Jeffery Bucher of Citizen Advisory Group proves charity’s reach in mountainous race
By Chris Galford
Before Jeffery Bucher and his teammates stood a 198-mile trek through the mountains of Utah. As they faced the race known as the Ragnar, it was a particular cause that pushed them forward: a charity known as Wacky Warriors.
The charity, known in full as Warriors Against Cancer in Kids and Young Adults, is a foundation aimed at generating research funds and adventure camps for children and young adults afflicted with cancer.
For Jeffery, president of Citizen Advisory Group, this included the 12-person relay.

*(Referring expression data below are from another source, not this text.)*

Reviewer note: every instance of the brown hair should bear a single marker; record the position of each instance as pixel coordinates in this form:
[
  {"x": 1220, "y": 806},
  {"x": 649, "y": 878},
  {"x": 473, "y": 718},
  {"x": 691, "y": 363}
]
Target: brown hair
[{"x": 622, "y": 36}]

The aim was to use the race as a chance to raise donations—a cause that ended up garnering more than $30,000.
Wacky was originally founded by Lee Brower—featured in The Secret—and his son, who died from cancer at the age of 22.
“What’s interesting to note about cancer with kids and young adults—ages 15 to 39—is there’s been no advancement in mortality rates in the last 40 years. With little kids and older adults there’s been tremendous change, but in this demographic there’s been no change,” said Jeffery.
One of the reasons for this anomaly is the nature of socialization, according to Jeffery.
“As kids you have people and family working around you. As an older person it’s similar and you’ve had friends that have been through it. At this age, you’re all alone. Your friends don’t understand,” Jeffery said.
This is precisely why the opportunities Wacky provides are important, as in the case of the money their race effort generated. Those earnings translated to opportunity, providing a camp for 15 cancer victims to kayak, climb mountains and socialize. Such camps get them interacting with people that understand what they’re going through.
“It changes these kid’s lives…just being around peers and doing things they never thought they’d do,” Jeffery said.